The challenges faced by the people of Petit Martinique

The people of Petit Martinique, one of two dependencies of Grenada, are appealing to the authorities in St. George’s to pay more attention towards the development of the tiny island.

With a population estimated to be about 800 people, the residents engage mainly in boat-building, animal rearing and fishing, and, more recently, small manufacturing for their livelihood.

One of the residents is now engage in producing bluggoe flour, which is becoming a popular food item on the island.

Due to the constraints face by a constant flow of water and the island’s climatic conditions, limited farming is done on Petit Martinique.

The residents depend primarily on rainwater harvesting for their main source of water on the island.

The fire tender, which is primarily used to transport water to households, has been out of service for the past year.

Petit Martinique is still without a secondary school, and for those students who attend the secondary schools on Carriacou, which is two and a half miles away, they have to travel by boat every day to get to school.

President of the Petit Martinique Fishermen Co-operative, Dexter Miller who was a guest on the weekly “Sundays With George Grant” radio programme outlined the economic contribution the fishing industry makes to Grenada which he said is not well publicised.

According to Miller, Petit Martinique is a big player in the fish that is exported to the European Union (EU).

He spoke of Petit Martinique being the only island in the Eastern Caribbean that exports fish to the EU.

The fisherman said the small island is responsible for over 80 percent of the fish exported out of Grenada.

“Even though we are a small island … the contribution that we make to the island’s economic development, it is very high,” he stressed.

Miller said most of the fish caught by the small boats from Petit Martinique are exported to French Martinique and Guadeloupe, while those who engage in long-line fishing have their fish exported from the mainland to North America.

The fisherman said the Martinique trade is not as vibrant as it used to be in the past as most of the fishermen have ventured into the more lucrative long-line fishing, coupled with the fact that the fish stock has depleted over the years due to climate change.

Miller told the host of the programme that although Petit Martinique is very productive in the fishing industry, the government on the mainland spent limited or no money at all in helping to develop the sector and that there is limited infrastructure development.

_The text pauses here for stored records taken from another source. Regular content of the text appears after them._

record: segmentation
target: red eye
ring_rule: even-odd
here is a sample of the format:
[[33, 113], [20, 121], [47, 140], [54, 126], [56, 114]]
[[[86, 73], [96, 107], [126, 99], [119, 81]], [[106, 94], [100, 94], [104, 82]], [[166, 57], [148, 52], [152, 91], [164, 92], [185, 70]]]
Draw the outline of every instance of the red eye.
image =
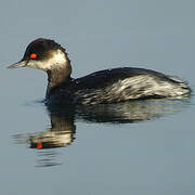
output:
[[37, 58], [37, 54], [36, 53], [31, 53], [30, 54], [30, 58]]

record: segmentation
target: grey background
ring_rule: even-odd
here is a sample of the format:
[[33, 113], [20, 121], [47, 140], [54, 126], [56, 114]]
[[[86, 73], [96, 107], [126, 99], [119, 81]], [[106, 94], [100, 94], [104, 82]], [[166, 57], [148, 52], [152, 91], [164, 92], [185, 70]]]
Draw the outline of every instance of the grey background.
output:
[[73, 76], [135, 66], [178, 75], [194, 89], [193, 0], [6, 0], [0, 3], [1, 194], [194, 194], [194, 98], [174, 115], [127, 125], [76, 121], [61, 166], [37, 168], [39, 153], [13, 135], [44, 131], [37, 103], [47, 76], [9, 70], [38, 37], [67, 49]]

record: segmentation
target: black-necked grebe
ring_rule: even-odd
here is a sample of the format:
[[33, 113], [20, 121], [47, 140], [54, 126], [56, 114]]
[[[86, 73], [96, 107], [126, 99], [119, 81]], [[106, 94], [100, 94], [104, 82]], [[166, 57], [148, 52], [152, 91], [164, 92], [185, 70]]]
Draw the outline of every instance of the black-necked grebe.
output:
[[47, 72], [48, 104], [117, 103], [138, 99], [182, 98], [191, 93], [184, 81], [144, 68], [105, 69], [73, 79], [65, 49], [43, 38], [29, 43], [22, 61], [9, 66], [16, 67]]

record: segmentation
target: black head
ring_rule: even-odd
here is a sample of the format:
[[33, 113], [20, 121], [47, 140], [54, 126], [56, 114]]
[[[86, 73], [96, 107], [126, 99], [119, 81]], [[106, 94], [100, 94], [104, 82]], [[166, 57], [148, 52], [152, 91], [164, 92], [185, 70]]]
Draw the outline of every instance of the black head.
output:
[[31, 67], [48, 72], [66, 64], [69, 64], [69, 60], [61, 44], [54, 40], [39, 38], [28, 44], [22, 61], [9, 68]]

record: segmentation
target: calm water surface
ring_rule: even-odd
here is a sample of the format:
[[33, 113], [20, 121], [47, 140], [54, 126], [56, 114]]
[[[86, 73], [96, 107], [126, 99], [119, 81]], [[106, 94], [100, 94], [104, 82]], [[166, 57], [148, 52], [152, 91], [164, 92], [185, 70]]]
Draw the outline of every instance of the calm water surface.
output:
[[195, 90], [194, 1], [4, 1], [0, 6], [0, 192], [194, 194], [195, 98], [46, 107], [47, 77], [9, 70], [35, 38], [67, 49], [74, 77], [134, 66]]

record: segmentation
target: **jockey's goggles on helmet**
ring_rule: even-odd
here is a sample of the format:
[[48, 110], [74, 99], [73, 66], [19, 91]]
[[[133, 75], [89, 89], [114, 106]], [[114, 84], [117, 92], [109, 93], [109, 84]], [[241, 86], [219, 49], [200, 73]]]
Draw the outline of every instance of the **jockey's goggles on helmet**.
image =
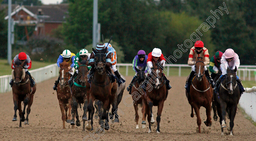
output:
[[145, 55], [139, 55], [139, 58], [145, 58]]

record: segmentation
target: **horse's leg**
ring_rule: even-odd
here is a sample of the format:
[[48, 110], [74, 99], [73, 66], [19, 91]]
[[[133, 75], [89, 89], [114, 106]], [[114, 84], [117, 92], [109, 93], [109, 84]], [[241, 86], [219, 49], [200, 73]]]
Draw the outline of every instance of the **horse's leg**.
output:
[[[91, 92], [91, 91], [90, 91], [90, 92]], [[92, 126], [92, 124], [93, 123], [92, 121], [93, 117], [92, 116], [92, 115], [93, 115], [92, 114], [92, 112], [94, 112], [94, 107], [93, 107], [93, 102], [95, 100], [95, 98], [92, 95], [92, 94], [91, 93], [90, 93], [89, 95], [90, 97], [89, 98], [89, 104], [87, 107], [88, 113], [88, 121], [87, 121], [88, 123], [86, 125], [86, 128], [87, 130], [91, 130], [91, 129], [93, 129], [93, 127]]]
[[229, 110], [229, 113], [230, 116], [229, 117], [230, 122], [229, 122], [229, 126], [230, 126], [230, 135], [233, 136], [233, 128], [234, 127], [234, 120], [235, 119], [235, 117], [236, 116], [236, 110], [237, 108], [237, 105], [236, 106], [232, 106]]
[[195, 112], [196, 113], [196, 115], [197, 116], [197, 122], [198, 126], [198, 132], [201, 133], [201, 123], [202, 121], [201, 120], [201, 118], [200, 117], [200, 112], [199, 111], [199, 108], [197, 105], [194, 103], [192, 104]]
[[211, 105], [211, 104], [205, 108], [205, 109], [206, 111], [207, 118], [206, 119], [206, 121], [205, 121], [204, 123], [205, 124], [206, 126], [211, 127], [212, 126], [212, 118], [211, 117], [211, 112], [212, 111], [212, 105]]
[[14, 104], [14, 115], [13, 115], [13, 118], [12, 121], [17, 121], [17, 110], [18, 110], [18, 96], [14, 93], [12, 94], [12, 99], [13, 99], [13, 104]]
[[30, 98], [30, 94], [29, 93], [27, 94], [26, 95], [26, 97], [24, 100], [23, 103], [24, 104], [24, 107], [23, 108], [23, 111], [22, 111], [22, 116], [21, 116], [21, 118], [20, 118], [20, 120], [21, 122], [24, 122], [25, 121], [25, 111], [26, 109], [26, 107], [28, 103], [28, 101]]
[[67, 120], [67, 122], [68, 123], [70, 123], [71, 122], [71, 110], [72, 109], [71, 106], [71, 101], [72, 101], [72, 100], [71, 99], [71, 98], [69, 99], [69, 114], [68, 115], [68, 119]]
[[65, 115], [65, 109], [64, 108], [64, 105], [62, 101], [59, 100], [59, 108], [60, 108], [60, 111], [61, 112], [61, 119], [62, 120], [62, 122], [63, 124], [63, 127], [62, 129], [66, 129], [65, 127], [65, 122], [66, 120], [66, 116]]
[[142, 100], [142, 107], [141, 108], [141, 113], [142, 113], [142, 122], [141, 124], [142, 125], [142, 129], [145, 128], [146, 127], [146, 117], [147, 116], [147, 113], [145, 111], [145, 103]]
[[134, 110], [135, 110], [135, 115], [134, 117], [134, 121], [136, 122], [136, 129], [139, 129], [139, 124], [138, 123], [139, 122], [139, 114], [138, 113], [138, 104], [135, 101], [133, 104]]
[[20, 126], [19, 127], [21, 127], [21, 120], [20, 119], [22, 116], [22, 110], [21, 109], [21, 101], [18, 101], [18, 110], [19, 110], [19, 116], [20, 116]]
[[33, 100], [34, 99], [34, 95], [30, 95], [30, 98], [28, 101], [28, 104], [27, 104], [27, 116], [26, 119], [25, 119], [25, 124], [28, 125], [28, 115], [30, 113], [30, 108], [32, 104], [33, 103]]
[[160, 102], [157, 107], [157, 116], [156, 117], [156, 122], [157, 122], [157, 128], [156, 132], [157, 133], [160, 133], [160, 122], [161, 121], [161, 115], [164, 107], [164, 100]]

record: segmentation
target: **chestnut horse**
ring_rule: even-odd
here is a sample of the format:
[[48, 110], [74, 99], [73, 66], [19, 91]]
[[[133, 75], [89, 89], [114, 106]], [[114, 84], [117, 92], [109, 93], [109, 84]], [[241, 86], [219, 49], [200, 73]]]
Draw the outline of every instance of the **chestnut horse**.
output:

He said the Petit Martinique Fishermen Co-operative has taken its own initiative to construct a new ice plant to provide the local fishermen with ice.

Miller also made an appeal to government to help provide opportunities to the youth of Petit Martinique.

He said there is a large youthful population on Petit Martinique, and upon completion of their formal education, many of them have nothing to do in a meaningful way.

He said the only option for the young people is to join a fishing brigade or go into diving.

“Fishing is a very good thing, but at least you would like to see them (the young people) enter into other fields,” he said.

Another guest on the programme, Odinga Blair who is the proprietor of “The Millennium Connection” which is one of the Guest Houses on the island, addressed the challenges the people of Petit Martinique face in obtaining basic amenities.

Pointing out that there is no bank on the island, Blair said the residents have to journey to nearby Carriacou to conduct banking business and this has to be done at a cost.

“If we are going to put money in the bank, by the time we get to Carriacou, half of that money is already spent on just getting there,” she explained.

Another issue raised by the Guest House Operator is the health care as basic medication is not available at the clinic serving the islanders.

She said in most instances, they have to send their prescriptions to Carriacou to be filled due to the lack of medication on the island and this again is done at a cost.

“Maybe the cost of getting the medication to Petit Martinique might be more than the medication itself,” she remarked.

Blair stressed that since Petit Martinique is one of the islands making up the State of Grenada, the residents should also enjoy the benefits that are given to the other islands that make up the Tri-island State.

“Simple things that we should have privileges to, we’re not. Simple things we should be included in, we’re not,” she said.

The Keith Mitchell-led government in St. George’s has announced plans to put on the referendum ballot a change of name of the State of Grenada to include both Carriacou & Petite Martinique.